El tratamiento no puede ser voluntario, no puede haber reinserción en sentido estricto sin reeducación y pagar por el delito no es algo alternativo sino complementario a evitar la reincidencia. La ley tiene que ser más tasada, así evitaremos el veneno demagógico de aquellos que exigen el tercer grado para los asesinos de los hijos de los demás pero el cumplimiento íntegro si a ellos les intentan robar el coche. Debe quedar claro que todo delincuente es susceptible de recibir un programa específico de tratamiento. Un traficante de drogas no debe hacer cerámica, debe visualizar el daño que ha causado a una víctima difusa, asumir valores prosociales que le convenzan de que no es bueno envenenar a los demás para lucrarse y, si es posible, reparar el daño.
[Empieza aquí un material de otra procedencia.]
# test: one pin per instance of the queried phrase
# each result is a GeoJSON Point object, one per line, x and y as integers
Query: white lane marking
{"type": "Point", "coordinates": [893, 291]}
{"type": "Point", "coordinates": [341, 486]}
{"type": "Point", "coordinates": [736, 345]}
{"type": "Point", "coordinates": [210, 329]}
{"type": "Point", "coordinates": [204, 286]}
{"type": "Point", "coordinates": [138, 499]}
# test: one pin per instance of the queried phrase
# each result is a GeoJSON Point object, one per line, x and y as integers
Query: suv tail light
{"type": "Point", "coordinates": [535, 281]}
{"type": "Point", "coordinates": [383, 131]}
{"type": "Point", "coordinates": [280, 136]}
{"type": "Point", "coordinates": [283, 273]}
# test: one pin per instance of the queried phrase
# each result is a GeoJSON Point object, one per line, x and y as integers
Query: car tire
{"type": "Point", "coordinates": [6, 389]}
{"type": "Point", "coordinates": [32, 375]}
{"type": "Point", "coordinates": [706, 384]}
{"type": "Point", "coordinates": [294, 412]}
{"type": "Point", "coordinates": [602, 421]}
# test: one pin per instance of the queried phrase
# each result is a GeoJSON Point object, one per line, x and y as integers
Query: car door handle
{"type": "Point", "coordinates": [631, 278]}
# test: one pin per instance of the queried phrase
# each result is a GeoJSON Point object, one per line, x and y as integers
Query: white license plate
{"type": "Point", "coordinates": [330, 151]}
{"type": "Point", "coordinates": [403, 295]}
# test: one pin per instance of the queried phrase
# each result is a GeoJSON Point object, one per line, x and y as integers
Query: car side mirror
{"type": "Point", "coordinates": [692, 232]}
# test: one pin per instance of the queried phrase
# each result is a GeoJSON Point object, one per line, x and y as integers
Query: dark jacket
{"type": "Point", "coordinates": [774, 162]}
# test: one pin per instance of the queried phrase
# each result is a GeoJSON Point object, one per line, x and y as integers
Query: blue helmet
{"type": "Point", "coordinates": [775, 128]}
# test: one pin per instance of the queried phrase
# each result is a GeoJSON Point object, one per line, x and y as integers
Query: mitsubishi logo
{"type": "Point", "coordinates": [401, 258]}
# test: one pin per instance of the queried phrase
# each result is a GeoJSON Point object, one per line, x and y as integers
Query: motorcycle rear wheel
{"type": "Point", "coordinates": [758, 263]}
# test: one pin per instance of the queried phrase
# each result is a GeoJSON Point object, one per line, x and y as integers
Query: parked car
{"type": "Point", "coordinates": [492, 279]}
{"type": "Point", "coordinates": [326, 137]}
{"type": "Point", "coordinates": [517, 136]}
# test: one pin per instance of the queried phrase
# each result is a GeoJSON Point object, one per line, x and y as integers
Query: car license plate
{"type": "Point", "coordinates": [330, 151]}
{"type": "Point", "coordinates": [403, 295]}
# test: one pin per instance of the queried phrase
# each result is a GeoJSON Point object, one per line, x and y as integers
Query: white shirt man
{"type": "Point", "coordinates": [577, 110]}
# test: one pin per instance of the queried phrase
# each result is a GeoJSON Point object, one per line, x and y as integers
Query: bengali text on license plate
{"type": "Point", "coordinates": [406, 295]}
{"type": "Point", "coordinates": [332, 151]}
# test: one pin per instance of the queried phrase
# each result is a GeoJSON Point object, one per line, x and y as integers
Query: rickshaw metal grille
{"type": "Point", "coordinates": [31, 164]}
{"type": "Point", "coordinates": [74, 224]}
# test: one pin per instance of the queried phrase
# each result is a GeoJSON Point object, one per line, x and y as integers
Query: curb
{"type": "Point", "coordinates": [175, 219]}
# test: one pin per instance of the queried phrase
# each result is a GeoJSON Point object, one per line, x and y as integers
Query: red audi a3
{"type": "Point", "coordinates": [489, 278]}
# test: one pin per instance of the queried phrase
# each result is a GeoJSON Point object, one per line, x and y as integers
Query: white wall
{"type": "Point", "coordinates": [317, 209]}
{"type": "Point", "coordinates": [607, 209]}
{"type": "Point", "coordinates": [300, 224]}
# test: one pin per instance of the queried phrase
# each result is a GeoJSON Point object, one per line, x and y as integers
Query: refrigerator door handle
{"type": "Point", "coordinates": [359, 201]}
Han proliferado las actividades recreativas en detrimento del tratamiento que indaga en las concretas causas que llevan al delito. Es como sustituir la clase de matemáticas y filosofía por el recreo. La gravedad del delito debe recobrar su peso en la clasificación interior y en el grado de cumplimiento. No puede ser más importante hacer el paripé portándose bien (lo que es una obligación, no un mérito) que haber cometido un delito muy grave. Un asesino, un violador, por muy bien que se porten no pueden salir pronto de prisión, ni disfrutar dentro de un régimen de vida privilegiado o de actividades que ofendan a las víctimas. Ha de levantarse la ley del silencio para que la sociedad conozca la toma de decisiones penitenciarias e incorporar a un defensor de la víctima a las Juntas de Tratamiento. Han de reforzarse los juzgados de Vigilancia Penitenciaria con una jurisdicción específica y una formación suficiente. No pueden tener en su oposición dos temas de derecho penitenciario.
Protágoras y Gorgias llevan demasiado tiempo tejiendo un traje invisible para el emperador. Invoquemos a Aristóteles para que venga a explicarnos sus trece categorías de falacías y así hacernos fuertes ante la demagogia y la mentira, para que nos despierte de este mal sueño gritando como el niño del cuento:¡El emperador está desnudo!